In many respects this is the heart of the entire internal security affair. However, where does this balance stand or how much does it have to slip every time an attack occurs? The answer is that during the last few years the balance always drifts against the people’s liberties and rights. It was not always like that. In the past, the politicians didn’t argue in favour of the introduction of large-scale internal security measures, despite the left-wing terrorism outbreaks of the 1970s and the 1980s in Italy and Germany.

It was not always like that

It seems that European leaders forget that for decades they didn’t pay much attention nor devoted government money to the lawlessness and delinquency problems tantalizing entire regions in our urban conglomerates. Housing, schooling, health, hygiene and social services and policing in large parts of many European mega-cities were and still are left to rot. Not to say anything about the non-existing employment prospects for tens of millions, living in the squalid parts of our urban conglomerates.

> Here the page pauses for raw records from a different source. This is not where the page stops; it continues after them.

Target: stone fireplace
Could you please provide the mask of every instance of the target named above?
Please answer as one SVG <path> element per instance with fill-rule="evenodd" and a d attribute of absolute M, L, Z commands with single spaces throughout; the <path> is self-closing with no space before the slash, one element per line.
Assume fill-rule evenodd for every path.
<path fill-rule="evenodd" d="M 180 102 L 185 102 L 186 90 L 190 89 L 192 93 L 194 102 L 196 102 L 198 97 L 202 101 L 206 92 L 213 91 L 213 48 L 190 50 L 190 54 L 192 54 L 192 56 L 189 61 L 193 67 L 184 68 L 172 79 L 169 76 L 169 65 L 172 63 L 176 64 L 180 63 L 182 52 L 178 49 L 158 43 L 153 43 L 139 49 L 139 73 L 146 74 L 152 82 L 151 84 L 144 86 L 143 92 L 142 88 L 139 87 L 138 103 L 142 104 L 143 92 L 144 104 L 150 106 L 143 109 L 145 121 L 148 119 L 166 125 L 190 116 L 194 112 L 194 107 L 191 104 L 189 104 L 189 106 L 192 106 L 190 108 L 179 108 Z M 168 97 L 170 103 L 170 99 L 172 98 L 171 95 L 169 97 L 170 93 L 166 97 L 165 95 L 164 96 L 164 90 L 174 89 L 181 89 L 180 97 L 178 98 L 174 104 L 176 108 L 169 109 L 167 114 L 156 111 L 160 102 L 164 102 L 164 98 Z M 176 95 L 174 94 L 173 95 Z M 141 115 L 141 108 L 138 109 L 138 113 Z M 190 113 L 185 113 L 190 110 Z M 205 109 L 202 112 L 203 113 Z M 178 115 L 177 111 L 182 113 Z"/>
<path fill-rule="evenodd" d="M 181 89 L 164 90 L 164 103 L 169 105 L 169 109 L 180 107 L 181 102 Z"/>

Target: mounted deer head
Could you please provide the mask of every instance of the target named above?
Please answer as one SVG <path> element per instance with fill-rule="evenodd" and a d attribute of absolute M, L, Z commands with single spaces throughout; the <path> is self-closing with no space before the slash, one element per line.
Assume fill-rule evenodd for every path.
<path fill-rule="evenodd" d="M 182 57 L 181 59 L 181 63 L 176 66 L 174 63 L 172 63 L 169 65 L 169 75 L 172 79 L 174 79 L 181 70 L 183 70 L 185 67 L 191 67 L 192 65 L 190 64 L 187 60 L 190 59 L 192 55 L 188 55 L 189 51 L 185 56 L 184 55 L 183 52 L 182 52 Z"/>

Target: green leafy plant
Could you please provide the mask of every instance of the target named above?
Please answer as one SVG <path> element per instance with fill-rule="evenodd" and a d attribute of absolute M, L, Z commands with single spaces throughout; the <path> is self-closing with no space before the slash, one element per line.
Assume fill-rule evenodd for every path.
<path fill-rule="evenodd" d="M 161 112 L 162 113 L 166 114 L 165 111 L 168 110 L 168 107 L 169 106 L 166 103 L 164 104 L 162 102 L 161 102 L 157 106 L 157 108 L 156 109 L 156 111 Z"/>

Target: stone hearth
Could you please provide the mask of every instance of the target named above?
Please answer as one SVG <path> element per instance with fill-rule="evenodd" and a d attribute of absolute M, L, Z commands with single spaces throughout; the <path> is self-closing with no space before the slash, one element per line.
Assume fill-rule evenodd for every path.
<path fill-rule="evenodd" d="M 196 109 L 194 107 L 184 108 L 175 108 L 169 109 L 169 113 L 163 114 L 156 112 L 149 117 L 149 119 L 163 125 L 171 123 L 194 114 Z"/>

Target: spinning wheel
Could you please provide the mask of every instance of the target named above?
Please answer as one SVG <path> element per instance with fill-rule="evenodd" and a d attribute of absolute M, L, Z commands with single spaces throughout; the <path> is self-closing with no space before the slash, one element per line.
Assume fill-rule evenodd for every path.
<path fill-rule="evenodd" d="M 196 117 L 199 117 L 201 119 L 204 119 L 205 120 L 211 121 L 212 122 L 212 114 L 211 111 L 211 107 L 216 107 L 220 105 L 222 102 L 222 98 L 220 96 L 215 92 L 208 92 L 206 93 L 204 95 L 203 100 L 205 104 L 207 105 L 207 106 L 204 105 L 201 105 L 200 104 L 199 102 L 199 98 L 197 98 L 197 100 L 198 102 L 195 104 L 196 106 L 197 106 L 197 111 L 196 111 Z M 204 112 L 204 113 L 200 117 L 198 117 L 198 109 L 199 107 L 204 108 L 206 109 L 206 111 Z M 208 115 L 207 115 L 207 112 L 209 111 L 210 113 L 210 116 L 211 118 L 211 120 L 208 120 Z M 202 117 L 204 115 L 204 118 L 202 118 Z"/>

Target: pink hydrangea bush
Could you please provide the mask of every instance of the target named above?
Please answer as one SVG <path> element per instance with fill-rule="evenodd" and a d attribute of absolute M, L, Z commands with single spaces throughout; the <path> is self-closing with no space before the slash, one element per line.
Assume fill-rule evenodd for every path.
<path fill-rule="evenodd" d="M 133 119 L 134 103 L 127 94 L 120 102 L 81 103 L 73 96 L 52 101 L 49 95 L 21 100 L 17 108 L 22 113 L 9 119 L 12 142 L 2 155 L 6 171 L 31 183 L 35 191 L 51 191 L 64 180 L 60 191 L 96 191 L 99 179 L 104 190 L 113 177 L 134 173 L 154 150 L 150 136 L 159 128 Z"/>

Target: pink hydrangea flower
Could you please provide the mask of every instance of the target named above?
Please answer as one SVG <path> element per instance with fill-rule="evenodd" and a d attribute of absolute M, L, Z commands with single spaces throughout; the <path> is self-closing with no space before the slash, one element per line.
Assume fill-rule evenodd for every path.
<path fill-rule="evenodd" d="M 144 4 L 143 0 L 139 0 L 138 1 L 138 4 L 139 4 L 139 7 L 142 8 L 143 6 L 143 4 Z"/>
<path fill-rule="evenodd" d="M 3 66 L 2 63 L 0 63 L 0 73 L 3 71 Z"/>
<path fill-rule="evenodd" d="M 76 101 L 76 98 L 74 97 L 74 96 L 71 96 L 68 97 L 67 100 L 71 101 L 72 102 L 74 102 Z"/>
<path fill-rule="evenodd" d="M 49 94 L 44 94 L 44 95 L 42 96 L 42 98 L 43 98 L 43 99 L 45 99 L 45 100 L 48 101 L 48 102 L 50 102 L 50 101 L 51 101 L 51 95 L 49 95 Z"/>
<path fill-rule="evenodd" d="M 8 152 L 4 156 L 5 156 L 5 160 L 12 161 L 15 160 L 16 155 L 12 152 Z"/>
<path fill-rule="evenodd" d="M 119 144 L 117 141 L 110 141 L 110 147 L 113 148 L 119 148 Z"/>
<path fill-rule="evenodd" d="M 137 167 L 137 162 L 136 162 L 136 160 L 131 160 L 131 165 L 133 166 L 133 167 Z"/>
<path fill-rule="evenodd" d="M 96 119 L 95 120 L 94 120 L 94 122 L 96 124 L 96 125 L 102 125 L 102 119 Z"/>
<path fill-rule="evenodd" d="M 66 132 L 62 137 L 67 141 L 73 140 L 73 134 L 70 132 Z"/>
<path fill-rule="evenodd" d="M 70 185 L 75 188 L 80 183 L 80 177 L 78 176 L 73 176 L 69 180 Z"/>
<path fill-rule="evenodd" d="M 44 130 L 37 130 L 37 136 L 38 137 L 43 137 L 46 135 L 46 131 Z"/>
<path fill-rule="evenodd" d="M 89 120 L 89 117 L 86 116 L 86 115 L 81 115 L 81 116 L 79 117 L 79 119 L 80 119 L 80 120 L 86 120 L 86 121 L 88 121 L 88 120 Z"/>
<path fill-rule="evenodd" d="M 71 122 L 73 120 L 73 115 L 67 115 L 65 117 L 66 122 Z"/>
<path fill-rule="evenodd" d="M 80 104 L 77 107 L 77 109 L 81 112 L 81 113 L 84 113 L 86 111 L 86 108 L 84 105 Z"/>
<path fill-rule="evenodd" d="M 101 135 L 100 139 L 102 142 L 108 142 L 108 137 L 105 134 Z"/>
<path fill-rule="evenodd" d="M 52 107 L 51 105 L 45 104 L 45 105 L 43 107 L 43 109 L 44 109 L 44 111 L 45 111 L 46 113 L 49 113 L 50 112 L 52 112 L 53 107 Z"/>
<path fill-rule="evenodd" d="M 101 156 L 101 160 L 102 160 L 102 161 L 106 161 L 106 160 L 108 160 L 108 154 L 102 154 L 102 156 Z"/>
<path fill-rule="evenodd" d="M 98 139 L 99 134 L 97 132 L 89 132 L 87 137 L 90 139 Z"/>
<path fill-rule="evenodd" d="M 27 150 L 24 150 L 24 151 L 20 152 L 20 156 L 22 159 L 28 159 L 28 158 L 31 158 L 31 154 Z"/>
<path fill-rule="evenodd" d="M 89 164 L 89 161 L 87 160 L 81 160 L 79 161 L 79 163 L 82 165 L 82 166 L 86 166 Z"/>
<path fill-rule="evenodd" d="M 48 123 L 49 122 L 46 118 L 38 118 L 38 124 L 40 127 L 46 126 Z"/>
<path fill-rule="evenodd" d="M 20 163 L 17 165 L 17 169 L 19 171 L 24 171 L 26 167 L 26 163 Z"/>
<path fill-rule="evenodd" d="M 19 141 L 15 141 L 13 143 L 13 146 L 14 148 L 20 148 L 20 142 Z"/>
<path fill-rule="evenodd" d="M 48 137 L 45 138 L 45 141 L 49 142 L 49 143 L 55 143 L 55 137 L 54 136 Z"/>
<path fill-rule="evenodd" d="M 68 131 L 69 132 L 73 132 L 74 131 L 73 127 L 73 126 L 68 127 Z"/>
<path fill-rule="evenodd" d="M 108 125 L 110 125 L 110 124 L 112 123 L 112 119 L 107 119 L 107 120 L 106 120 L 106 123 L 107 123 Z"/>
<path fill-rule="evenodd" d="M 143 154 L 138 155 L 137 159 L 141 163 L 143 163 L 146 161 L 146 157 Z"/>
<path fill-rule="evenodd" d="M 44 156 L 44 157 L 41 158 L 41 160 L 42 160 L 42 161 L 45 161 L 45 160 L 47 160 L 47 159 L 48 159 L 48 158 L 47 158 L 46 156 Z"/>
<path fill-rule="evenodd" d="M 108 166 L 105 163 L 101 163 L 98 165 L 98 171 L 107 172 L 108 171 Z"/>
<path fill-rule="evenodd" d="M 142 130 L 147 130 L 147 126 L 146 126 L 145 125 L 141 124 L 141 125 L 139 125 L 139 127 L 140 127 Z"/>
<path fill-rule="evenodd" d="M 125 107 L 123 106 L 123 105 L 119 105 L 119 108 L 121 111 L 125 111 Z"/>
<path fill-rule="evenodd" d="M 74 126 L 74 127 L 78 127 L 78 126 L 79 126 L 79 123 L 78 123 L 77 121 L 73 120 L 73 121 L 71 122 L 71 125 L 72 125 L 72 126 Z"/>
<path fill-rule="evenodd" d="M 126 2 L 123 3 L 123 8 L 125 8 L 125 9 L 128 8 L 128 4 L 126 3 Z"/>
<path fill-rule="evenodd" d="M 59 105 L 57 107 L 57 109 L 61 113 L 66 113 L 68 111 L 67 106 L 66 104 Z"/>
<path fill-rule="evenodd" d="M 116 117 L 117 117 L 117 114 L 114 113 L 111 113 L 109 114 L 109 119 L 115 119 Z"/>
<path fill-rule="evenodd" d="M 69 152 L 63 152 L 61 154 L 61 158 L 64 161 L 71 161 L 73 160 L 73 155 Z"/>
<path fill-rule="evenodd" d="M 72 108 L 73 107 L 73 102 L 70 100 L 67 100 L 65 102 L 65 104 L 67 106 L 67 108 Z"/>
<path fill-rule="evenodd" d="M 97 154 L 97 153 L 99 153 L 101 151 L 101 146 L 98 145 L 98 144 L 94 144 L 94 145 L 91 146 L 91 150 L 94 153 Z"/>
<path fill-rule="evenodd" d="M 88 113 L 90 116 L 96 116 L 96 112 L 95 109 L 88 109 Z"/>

On the other side of the fence, after the 11 September catastrophe in New York’s twin towers, billions are spent on internal security. At the same time, citizen’s rights became an open space for everybody to fiddle. A huge brand new sector of private business has emerged and now prospers and expands at exponential speeds just by trampling on civil liberties. All European citizens now know very well that they are monitored, watched over and that their communications can be very easily intercepted by a large number of government agencies and private operators.

Skyrocketing securing spending

Actually, many European countries which have no apparent external enemies and their borders with neighbors are practically nonexistent, are nowadays devoting more government spending on internal security than on national defense. And those resources are not used to protect the citizens’ liberties and rights, but rather on the opposite direction, that is to spy over them.

A brand new sector of private business has then emerged in the internal security universe with one preferential customer; the government. Apparatuses and systems of any conceivable kind of control, surveillance, monitoring, eavesdropping and other innumerable devices, infrastructures and programs are being constantly developed and used by government agencies and private businesses. All that is being generously financed with public money or indirectly charged to customers.

Yet the world is less secure

In short the developed world, mainly the Atlantic part of it, has found a brand new ‘enemy’; its citizens. Muslim terrorism has offered to the West the justification base for political support, not only to undertake military action and wage wars all over the world, but also a rationale for internal security action and measures. All that offers at the same time brand new ways of enrichment for many. Unfortunately by the same token, our brave new world becomes every day a less secure place to live in and raise a family.